Both Gemaras discuss and explain the several mishnayot, and both, especially the Babylonian Talmud, contain numerous maxims, statements, stories, and legends. The following interesting sayings from the Babylonian Gemara may be quoted:
- "A modest man will not easily commit sin"
- "The ancestors of the impudent never stood on Mount Sinai" (20a)
- "The irascible suffer the most diverse pains of hell" (22a)
- "If the people of Israel had not sinned, they would have had only the Pentateuch and the Book of Joshua" (22b)
- "Only the man devoid of understanding is poor; for a proverb of the Land of Israel says, 'He who has understanding has all things; but he who has no understanding has nothing'" (41a)
- "Work is great: it honors the workman" (49b)
- "Whoever exalts himself will be brought low by God" (55a)
- "One should not study in order to be called 'scholar' or 'master,' but out of love for the Law; for then fame and recognition will come in due course" (62a)
- "Take care of the children of the poor, who often become scholars"
- "Why have scholars very often no learned children? In order that science may not be thought transmissible by inheritance and that scholars may not pride themselves on an aristocracy of mind" (81a).

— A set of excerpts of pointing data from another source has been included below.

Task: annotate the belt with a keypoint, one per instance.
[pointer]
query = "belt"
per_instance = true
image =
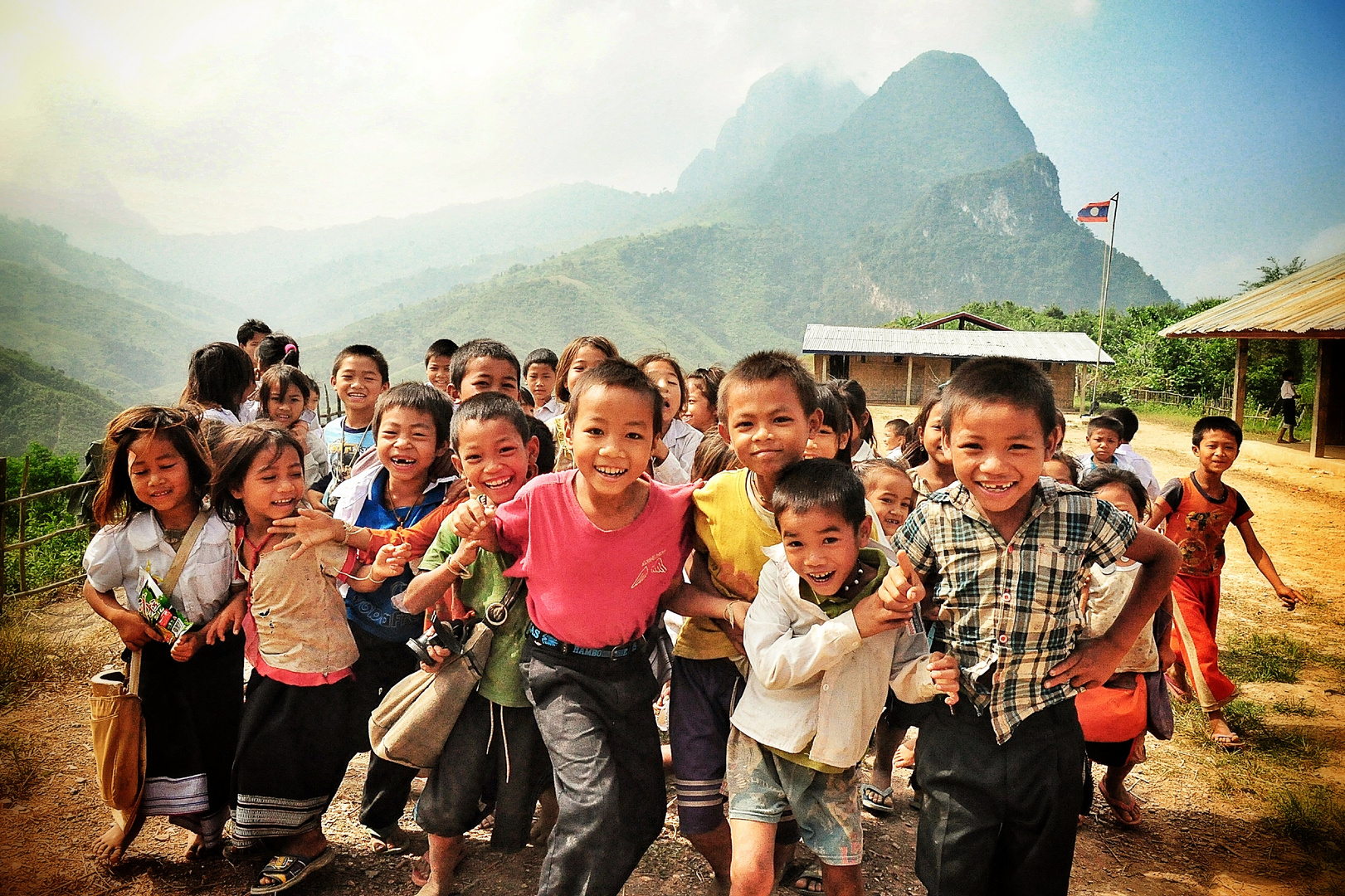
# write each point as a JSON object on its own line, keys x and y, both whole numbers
{"x": 543, "y": 640}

Especially noteworthy are the Masoretic remarks on the division into verses, and on Qere and Ketiv, which do not entirely agree with the present Masorah (37b-38a).

The passage in the Jerusalem Talmud, 3:2, is also of interest, since in it the various conflicting statements and regulations found in the Torah, such as Leviticus 18:16 and Deuteronomy 25:5 et seq., are collated, and it is explained that these apparently contradictory verses were pronounced together; Deuteronomy 25:5 is, therefore, only an exception to, but does not nullify, the prohibition in Leviticus 18:16.

The Jerusalem Talmud is also noteworthy for its account of the letters which Judah haNasi addressed to R. Joshua's nephew Hananiah, who would not submit to the nasi (6:8).